Friday, October 12, 2012

bringing me back to myself

sometimes it's friends that bring us back to ourselves. here's just a few of the ways i've been humbled by friends this past week:

lunch with Mr. M

last weekend i had lunch in oak park with mr. m. he and i go back to my days at the bowling magazine when i first moved to chicago. while mr. m and i don't talk a lot, he's one of those people who, when we do talk, always brightens my day.

so after many attempts of getting together since i got back to the states, we finally made it happen, his beautiful daughter in tow. as i've ho-hummingly shared in my previous posts, i've been in a serious funk lately, so i came to lunch with mr. m anxious about any conversations surrounding jobs. i just didn't want to talk about it, and i didn't want to seem like a pathetic wet rag to my upbeat friend.

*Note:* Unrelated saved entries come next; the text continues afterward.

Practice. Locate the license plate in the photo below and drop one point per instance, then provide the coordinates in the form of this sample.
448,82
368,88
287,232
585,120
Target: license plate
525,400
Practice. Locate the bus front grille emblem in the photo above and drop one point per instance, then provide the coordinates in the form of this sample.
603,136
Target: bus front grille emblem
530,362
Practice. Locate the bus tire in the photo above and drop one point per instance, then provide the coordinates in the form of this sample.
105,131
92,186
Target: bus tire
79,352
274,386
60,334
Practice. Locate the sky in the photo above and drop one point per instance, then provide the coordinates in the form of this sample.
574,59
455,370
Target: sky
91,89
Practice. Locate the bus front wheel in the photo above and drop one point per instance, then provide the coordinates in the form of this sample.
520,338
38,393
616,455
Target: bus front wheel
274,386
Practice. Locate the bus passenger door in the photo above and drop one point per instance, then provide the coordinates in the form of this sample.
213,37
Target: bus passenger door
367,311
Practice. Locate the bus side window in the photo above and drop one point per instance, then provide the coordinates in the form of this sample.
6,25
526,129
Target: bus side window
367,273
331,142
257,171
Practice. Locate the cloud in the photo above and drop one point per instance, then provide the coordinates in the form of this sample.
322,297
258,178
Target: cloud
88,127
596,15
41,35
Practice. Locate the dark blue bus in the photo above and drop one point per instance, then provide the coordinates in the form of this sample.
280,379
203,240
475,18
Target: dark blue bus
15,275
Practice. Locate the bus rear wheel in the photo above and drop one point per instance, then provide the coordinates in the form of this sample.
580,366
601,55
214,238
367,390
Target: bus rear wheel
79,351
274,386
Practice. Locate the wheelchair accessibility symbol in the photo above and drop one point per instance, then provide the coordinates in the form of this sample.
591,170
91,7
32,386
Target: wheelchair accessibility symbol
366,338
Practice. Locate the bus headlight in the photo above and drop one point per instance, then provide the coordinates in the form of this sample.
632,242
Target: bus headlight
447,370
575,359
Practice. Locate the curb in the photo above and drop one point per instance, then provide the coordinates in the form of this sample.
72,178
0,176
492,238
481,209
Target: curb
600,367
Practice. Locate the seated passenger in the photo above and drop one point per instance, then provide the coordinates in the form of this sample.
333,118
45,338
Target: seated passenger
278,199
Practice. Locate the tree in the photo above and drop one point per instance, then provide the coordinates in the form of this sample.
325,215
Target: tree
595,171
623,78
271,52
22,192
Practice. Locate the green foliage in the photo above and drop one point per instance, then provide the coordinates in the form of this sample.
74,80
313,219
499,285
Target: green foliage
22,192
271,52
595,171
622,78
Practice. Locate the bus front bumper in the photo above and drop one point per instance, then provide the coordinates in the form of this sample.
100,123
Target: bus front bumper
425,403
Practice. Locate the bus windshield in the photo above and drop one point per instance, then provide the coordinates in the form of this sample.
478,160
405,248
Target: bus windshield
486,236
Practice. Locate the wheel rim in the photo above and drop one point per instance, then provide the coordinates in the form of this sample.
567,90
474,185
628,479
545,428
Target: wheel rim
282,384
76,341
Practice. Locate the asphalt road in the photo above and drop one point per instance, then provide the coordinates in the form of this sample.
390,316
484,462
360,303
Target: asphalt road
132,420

as we were talking, he shared some of the hard stuff he's been going through lately. he then said, "you're one of the most positive, optimistic people i've ever met. i knew seeing you would be good for me right now." whoa. WHAT? in my current state, i felt like the LEAST optimistic or positive person EVER. i didn't even feel like being around myself at the moment, so him saying this meant the world. it's amazing what one person sharing his/her perceptions of us can do to a soul. for me, it gave me hope and made my heart happier than it had been in days.

regurgitated advice of MJ

MJ is a friend i met in spain. she now lives in texas, and we have been each others' rocks through this hard transitionary time. we've been leading oddly parallel lives since we got home. i have no doubt that i couldn't have made it this far without her.

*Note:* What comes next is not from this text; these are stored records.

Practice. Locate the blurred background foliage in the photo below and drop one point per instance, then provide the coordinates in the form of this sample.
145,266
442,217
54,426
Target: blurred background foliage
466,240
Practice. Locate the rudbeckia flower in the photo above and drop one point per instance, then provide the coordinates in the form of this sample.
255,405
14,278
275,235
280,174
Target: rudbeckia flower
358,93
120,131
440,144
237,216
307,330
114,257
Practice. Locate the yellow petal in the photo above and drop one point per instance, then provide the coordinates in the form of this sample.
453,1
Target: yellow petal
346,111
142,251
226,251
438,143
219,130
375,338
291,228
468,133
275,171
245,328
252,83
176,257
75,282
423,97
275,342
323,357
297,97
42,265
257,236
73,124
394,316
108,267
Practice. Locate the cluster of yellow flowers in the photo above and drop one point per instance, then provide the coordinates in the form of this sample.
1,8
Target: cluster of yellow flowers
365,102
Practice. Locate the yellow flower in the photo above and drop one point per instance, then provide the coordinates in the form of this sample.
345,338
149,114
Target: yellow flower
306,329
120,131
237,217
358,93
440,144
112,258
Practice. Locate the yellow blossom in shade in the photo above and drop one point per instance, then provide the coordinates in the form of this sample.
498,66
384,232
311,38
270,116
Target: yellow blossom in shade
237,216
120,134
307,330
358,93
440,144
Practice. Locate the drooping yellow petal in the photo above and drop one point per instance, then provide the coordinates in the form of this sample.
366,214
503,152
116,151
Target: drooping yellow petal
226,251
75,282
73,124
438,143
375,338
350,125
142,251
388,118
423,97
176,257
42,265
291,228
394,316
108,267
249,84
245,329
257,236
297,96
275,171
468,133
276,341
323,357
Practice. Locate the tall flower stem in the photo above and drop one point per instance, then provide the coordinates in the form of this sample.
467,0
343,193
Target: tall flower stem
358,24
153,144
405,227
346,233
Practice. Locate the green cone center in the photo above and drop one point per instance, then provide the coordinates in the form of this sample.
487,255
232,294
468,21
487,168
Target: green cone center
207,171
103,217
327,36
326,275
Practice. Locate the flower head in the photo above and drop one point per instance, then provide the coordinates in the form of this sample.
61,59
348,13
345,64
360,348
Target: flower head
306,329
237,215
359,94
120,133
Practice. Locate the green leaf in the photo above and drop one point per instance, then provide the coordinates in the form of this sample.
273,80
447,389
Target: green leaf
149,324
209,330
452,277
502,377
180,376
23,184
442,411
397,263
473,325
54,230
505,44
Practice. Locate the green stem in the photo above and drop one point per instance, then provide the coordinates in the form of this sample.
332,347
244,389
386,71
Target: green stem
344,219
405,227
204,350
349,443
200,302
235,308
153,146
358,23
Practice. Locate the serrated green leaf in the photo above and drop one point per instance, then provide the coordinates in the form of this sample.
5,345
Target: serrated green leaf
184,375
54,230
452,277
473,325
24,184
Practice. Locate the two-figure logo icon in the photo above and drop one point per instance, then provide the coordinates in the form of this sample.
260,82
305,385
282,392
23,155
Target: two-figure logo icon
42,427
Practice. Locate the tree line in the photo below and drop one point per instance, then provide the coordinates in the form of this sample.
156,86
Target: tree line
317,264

however, MJ is a tricky biscuit. she has this amazing ability to remember every piece of advice i've ever given to her and spit it right back at me right when i need it most. i find this both endearing and annoying. just when i'm starting to enjoy wallowing in my own self pity, she'll say, "well, legel, didn't you tell me once that?" yep. yep i did, MJ. she's really, REALLY taught me that if i'm going to give advice, i need to take the advice i give. noted. 

a talk with my heart-warmer, E

E is a friend from my camp counselor days. like Mr. M, we don't talk all that frequently, but she's one of those people who i know i could call at any time and tell her anything in the whole world, and she'd have my back and then some. well, E and i finally talked tonight for the first time since i don't know when. what i love about E is that she always, no matter what, calms my heart-through her words, through her sharing, and through the mere tone of her voice. she somehow seems to bring me back to myself, and i couldn't be more thankful.

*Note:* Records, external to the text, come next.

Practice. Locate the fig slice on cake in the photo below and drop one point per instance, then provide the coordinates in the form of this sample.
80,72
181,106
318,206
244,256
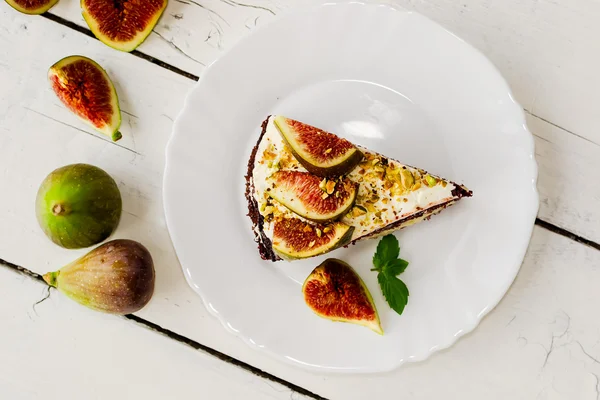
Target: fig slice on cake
334,291
311,197
294,238
321,153
85,88
122,24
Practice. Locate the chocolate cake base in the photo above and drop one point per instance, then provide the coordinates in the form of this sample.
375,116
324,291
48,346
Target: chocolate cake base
265,247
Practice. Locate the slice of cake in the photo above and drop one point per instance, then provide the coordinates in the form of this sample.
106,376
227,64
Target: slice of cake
310,192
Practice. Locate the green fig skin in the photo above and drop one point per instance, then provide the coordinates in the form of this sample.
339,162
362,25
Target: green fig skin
78,206
116,278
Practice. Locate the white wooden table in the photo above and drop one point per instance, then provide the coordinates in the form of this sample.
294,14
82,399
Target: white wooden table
541,342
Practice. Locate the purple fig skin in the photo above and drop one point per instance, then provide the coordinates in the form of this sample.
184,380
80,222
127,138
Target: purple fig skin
116,277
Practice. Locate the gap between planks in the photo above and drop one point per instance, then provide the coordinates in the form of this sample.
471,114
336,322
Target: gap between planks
185,340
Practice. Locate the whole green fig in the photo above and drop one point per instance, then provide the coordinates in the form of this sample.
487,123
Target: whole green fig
78,205
116,277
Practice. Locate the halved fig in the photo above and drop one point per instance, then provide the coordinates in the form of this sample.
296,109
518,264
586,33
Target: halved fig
85,88
335,291
295,239
321,153
122,24
311,197
32,6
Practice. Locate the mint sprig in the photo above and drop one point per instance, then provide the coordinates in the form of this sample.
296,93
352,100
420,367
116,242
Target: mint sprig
389,266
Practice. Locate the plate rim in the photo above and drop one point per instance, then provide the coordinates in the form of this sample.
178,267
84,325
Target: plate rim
454,338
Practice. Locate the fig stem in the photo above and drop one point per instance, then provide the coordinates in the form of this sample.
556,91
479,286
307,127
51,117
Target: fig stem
51,278
58,209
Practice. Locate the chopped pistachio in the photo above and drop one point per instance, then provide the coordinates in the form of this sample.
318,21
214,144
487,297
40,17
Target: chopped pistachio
408,179
269,210
431,181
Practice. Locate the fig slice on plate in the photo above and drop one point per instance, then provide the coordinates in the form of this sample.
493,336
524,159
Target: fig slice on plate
32,6
311,197
85,88
321,153
122,24
294,239
335,291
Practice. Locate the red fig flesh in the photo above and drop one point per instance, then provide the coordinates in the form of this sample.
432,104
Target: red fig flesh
321,153
122,24
295,239
85,88
335,291
116,277
312,197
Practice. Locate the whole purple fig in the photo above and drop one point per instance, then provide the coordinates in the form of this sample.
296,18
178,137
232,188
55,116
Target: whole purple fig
116,277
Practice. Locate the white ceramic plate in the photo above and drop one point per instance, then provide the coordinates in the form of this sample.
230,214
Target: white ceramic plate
399,84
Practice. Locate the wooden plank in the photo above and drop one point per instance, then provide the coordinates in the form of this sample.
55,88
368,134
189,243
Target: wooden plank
546,49
60,350
556,276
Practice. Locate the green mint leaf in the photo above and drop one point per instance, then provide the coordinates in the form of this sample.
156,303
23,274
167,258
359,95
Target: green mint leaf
395,267
394,290
388,250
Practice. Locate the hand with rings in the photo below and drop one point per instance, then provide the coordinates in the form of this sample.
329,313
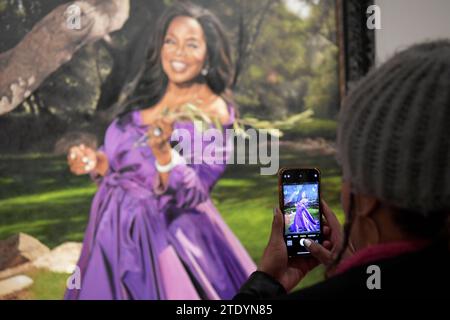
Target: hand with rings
159,138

this past week i just had to get away, so i went to madison to spend time with some dear friends. last night P and his band played some songs in the living room, one of which was the song sang at little miss J's baptism. the song has many notable lyrics, none of which i really remember verbatim, but the song speaks to the fact nothing else really matters in life but our friends in family. today i'm thankful as ever for friends who remind me who i am when i can't quite remember. what-oh-what would i do without such dear people in my life?